Coki hanya diam, menunggu penjelasan lain dari wanita itu. Sesuatu yang lain tengah berkecamuk di pikirannya. “Jadi, maksud pertemuan ini, Mbak Maya ingin menyampaikan akan segera melunasi tagihan itu atau…”

Maya terlihat mencoba untuk setenang mungkin. Ia sebenarnya punya sedikit masalah untuk membayar cicilan itu saat itu juga, karena tabungannya tidak mencukupi, karena bulan kemarin tabungannya hampir habis untuk membantu membayar uang kuliah adiknya adiknya. Uang yang tersisa hanya cukup untuk melunasi satu bulan dari tagihan itu. Sementara gajiannya masih harus menunggu dua minggu lagi dan ia tidak punya alternatif pinjaman untuk membayar tagihan itu saat itu juga. Persoalan lain adalah untuk bulan depan pun ia harus membayar cicilan itu sehingga total cicilan yang harus ia bayarkan adalah empat bulan. Ia bingung bagaimana meyakinkan debt collector itu untuk memberinya sedikit kelonggaran waktu. Ia sebenarnya tak yakin debt collector itu akan mengabulkan sebagaimana banyak didengarnya selama ini. Dalam beberapa kasus seorang debt collector bukannya memberi kelonggaran, tapi malah mempersulit agar eksekusi bisa dilakukan. Barang hasil eksekusi nantinya tidak dilaporkan di kantor dan malah dijual demi keuntungan sendiri. Maya meyakinkan diri untuk mencoba membujuk untuk sebuah keringanan cara pembayaran.

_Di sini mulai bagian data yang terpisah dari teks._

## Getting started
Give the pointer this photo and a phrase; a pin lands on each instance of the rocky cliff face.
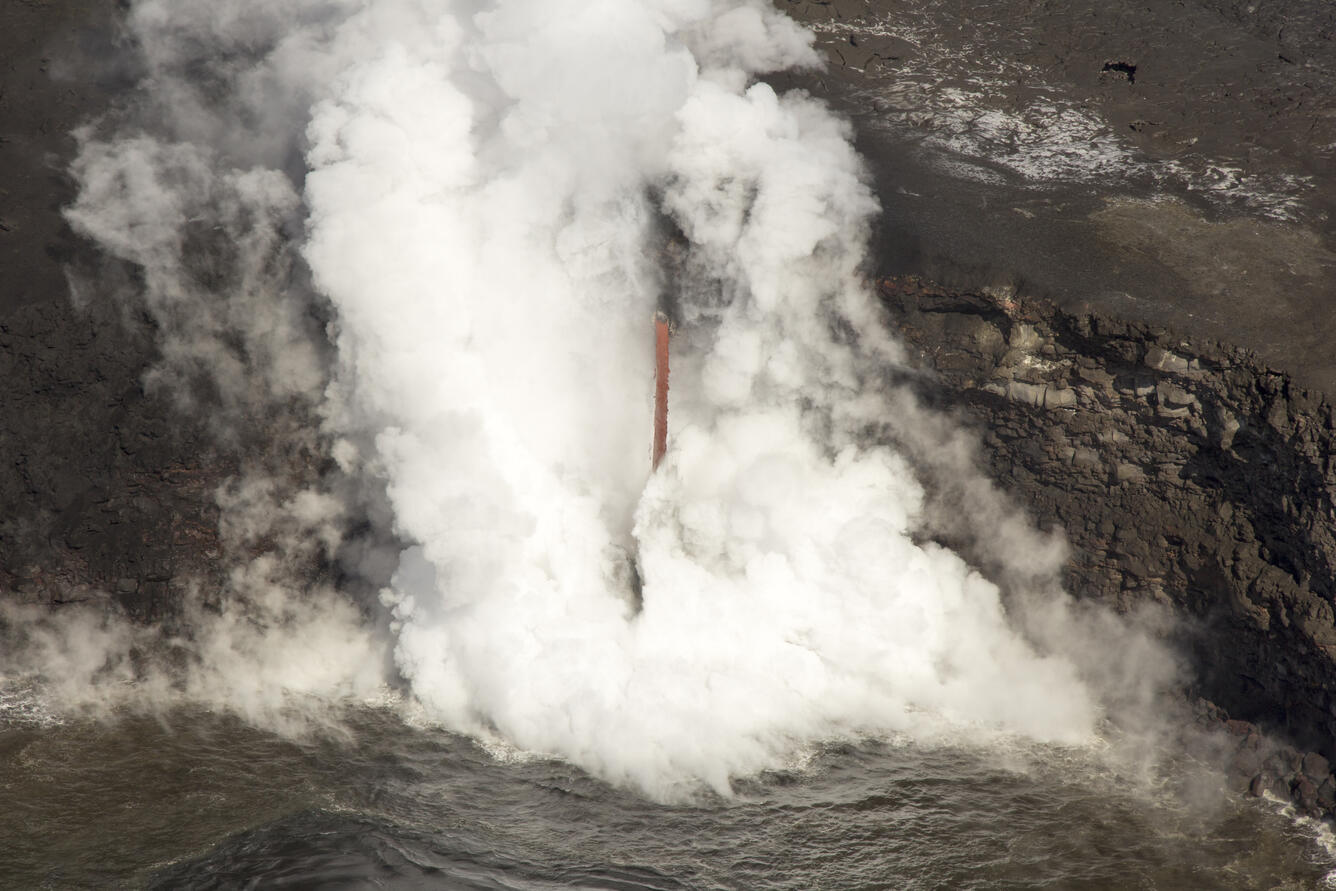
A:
(1183, 473)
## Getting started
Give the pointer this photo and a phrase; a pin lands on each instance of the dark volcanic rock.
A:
(1183, 473)
(107, 492)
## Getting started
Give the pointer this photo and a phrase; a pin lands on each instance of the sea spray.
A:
(492, 199)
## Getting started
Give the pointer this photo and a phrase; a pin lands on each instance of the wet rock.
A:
(1181, 473)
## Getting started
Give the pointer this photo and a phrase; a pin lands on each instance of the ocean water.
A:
(193, 799)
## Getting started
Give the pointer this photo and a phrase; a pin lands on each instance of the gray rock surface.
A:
(1183, 472)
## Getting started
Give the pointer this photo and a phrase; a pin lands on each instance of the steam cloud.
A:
(493, 198)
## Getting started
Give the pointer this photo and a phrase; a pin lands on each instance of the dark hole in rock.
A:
(1120, 70)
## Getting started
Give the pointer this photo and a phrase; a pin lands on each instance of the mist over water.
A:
(490, 201)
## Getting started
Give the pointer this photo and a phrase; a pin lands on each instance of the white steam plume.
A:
(497, 197)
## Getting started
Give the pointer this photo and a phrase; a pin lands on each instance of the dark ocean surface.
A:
(201, 800)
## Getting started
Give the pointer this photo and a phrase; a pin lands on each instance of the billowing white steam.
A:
(490, 195)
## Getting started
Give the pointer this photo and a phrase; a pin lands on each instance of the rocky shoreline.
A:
(1183, 473)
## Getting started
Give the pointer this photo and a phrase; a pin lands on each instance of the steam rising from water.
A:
(494, 198)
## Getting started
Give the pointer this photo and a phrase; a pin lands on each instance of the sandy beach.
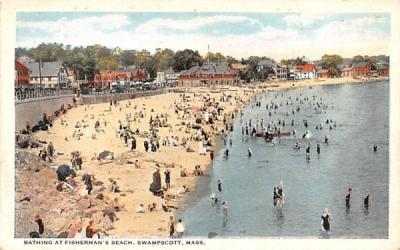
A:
(174, 113)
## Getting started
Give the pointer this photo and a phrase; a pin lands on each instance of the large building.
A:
(361, 68)
(280, 72)
(306, 71)
(48, 74)
(346, 72)
(22, 73)
(208, 75)
(104, 79)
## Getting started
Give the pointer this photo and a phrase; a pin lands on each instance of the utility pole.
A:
(40, 73)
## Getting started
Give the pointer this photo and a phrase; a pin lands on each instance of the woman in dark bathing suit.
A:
(325, 220)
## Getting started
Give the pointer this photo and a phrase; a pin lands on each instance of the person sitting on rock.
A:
(115, 187)
(140, 208)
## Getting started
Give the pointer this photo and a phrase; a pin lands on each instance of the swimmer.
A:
(348, 194)
(325, 221)
(366, 200)
(219, 183)
(249, 152)
(280, 195)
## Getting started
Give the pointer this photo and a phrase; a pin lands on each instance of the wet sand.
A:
(134, 182)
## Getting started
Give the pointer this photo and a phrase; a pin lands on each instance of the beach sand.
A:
(134, 182)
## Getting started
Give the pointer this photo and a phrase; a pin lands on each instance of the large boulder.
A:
(63, 171)
(29, 161)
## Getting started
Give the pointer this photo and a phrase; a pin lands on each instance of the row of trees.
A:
(91, 59)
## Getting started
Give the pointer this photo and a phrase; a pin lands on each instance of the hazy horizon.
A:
(275, 35)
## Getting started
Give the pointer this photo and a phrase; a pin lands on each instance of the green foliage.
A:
(331, 63)
(358, 58)
(163, 59)
(186, 59)
(107, 63)
(127, 58)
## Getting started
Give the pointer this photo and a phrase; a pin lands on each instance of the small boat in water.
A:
(273, 134)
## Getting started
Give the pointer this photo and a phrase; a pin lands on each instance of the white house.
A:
(48, 74)
(306, 71)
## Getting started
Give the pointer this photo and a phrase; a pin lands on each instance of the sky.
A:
(275, 35)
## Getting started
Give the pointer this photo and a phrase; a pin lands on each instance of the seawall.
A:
(32, 110)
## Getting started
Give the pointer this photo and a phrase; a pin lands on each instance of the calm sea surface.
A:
(361, 112)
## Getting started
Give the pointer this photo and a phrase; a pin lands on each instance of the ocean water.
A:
(361, 113)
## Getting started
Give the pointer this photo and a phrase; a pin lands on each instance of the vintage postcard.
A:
(200, 126)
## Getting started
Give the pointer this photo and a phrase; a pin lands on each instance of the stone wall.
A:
(32, 109)
(102, 98)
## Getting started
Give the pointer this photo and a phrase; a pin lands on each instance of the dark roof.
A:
(207, 69)
(48, 68)
(359, 64)
(265, 62)
(169, 71)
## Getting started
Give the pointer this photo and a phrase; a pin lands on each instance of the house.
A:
(346, 72)
(280, 72)
(306, 71)
(22, 73)
(382, 68)
(72, 78)
(263, 64)
(160, 77)
(238, 67)
(25, 59)
(48, 74)
(171, 77)
(292, 72)
(361, 69)
(134, 73)
(323, 73)
(207, 75)
(105, 79)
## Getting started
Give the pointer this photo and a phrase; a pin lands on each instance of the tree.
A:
(331, 63)
(48, 52)
(107, 63)
(164, 59)
(186, 59)
(358, 58)
(127, 58)
(217, 57)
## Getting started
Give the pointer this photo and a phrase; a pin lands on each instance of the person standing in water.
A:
(348, 194)
(366, 200)
(325, 221)
(280, 195)
(249, 152)
(219, 183)
(308, 152)
(326, 139)
(225, 208)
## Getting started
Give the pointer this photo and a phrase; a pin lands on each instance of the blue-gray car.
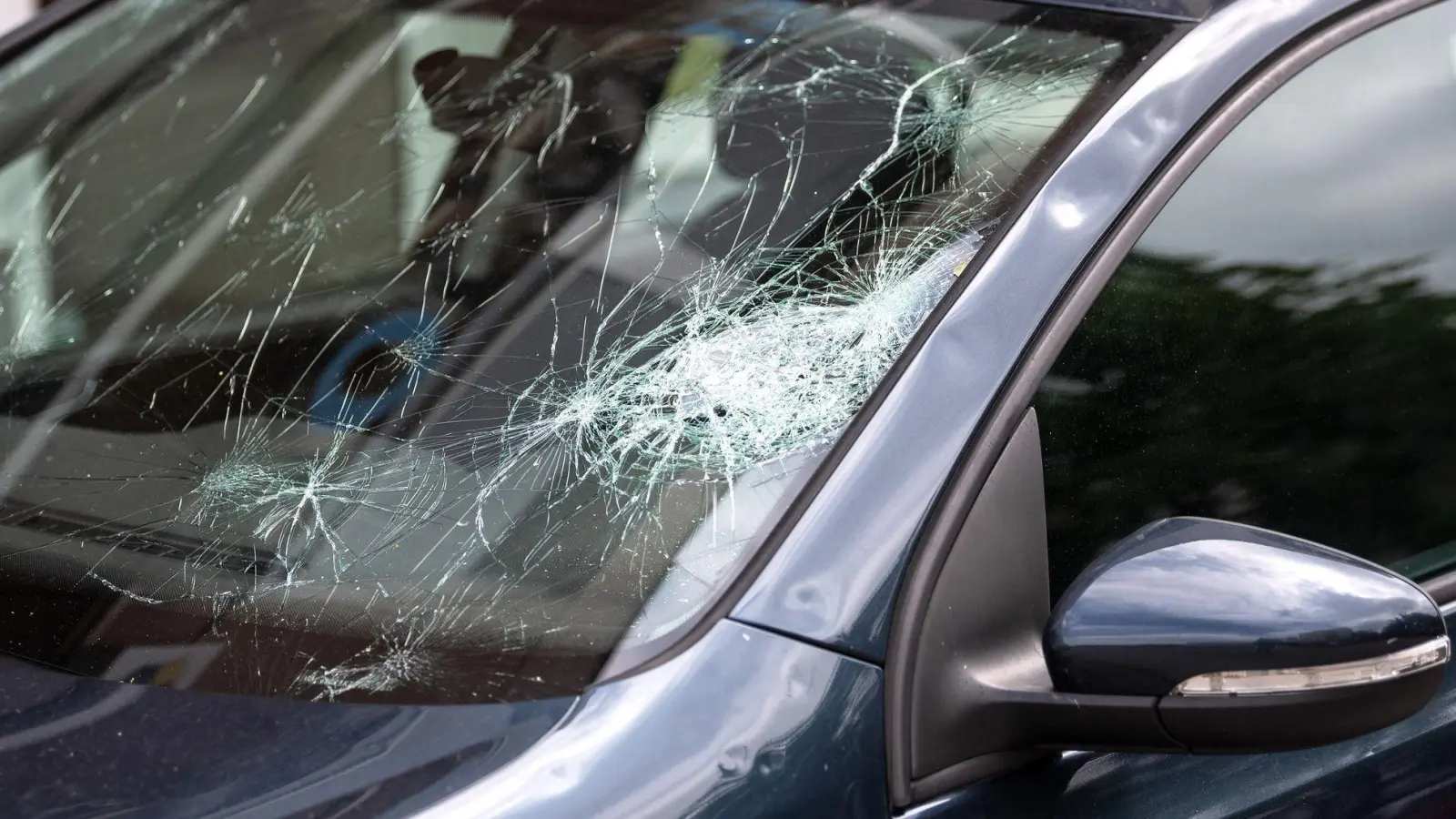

Coki melihat kebimbangan di wajah wanita itu. Ia sudah punya konsep tersendiri tentang apa yang dipikirkan wanita itu dan apa yang sedang menimpanya. Bukannya menekan dan menyinggung tagihan itu, Coki malah membicarakan hal lain.

“Memang berat ya!” ujar Coki tiba-tiba.

“Maaf. Maksud bapak?” Maya celingak-celinguk, mungkin saja Coki sedang bicara dengan orang lain.

“Memang terasa berat jika orang yang begitu dekat dengan kita mengabaikan kepercayaan yang kita berikan.”

Untuk beberapa saat Maya terdiam, mencoba menerka pembicaraan lelaki di depannya. Setelah beberapa saat ia pun menyadari, bahwa lelaki itu berbicara tentang dirinya.

“Iya…eh..” Maya sedikit gelagapan, ”Bukan seperti itu…tapi…bagaimana anda mengetahuinya?” katanya kemudian dalam keputusasaan mencari kalimat yang tepat.

Coki tertawa lebar dan menatap lekat ke wanita itu, “Wajahmu, gerak-gerikmu dan semua yang ada pada dirimu adalah buku terbuka yang dapat menjelaskan segalanya tentang dirimu dan apa yang sedang kamu rasakan.”

Maya semakin gugup, “Apa seterang itu?” tanyanya lepas begitu saja, yang sebenarnya lebih ditujukan pada dirinya sendiri.

Coki kembali tertawa lebar, “Tidak usah khawatir. Aku yakin hanya aku yang bisa membacanya dengan baik. Anggap saja sebagai salah satu keahlihanku karena buah interaksi dengan begitu banyak karakter selama ini.”

Maya tersenyum tersipu. Ketegangannya berkurang, dan itulah yang sebenarnya diharapkan dari Coki dengan perbincangan singkat itu.

Mereka lalu bercerita tentang banyak hal. Mereka terlihat seperti begitu lama telah saling mengenal. Mereka lebih banyak tertawa dan membuat suasana benar-benar cair.

“Jadi, sekarang, kamu bisa cerita tentang temanmu itu, kalau kamu tidak keberatan untuk membicarakannya,” pinta Coki dengan sangat santai.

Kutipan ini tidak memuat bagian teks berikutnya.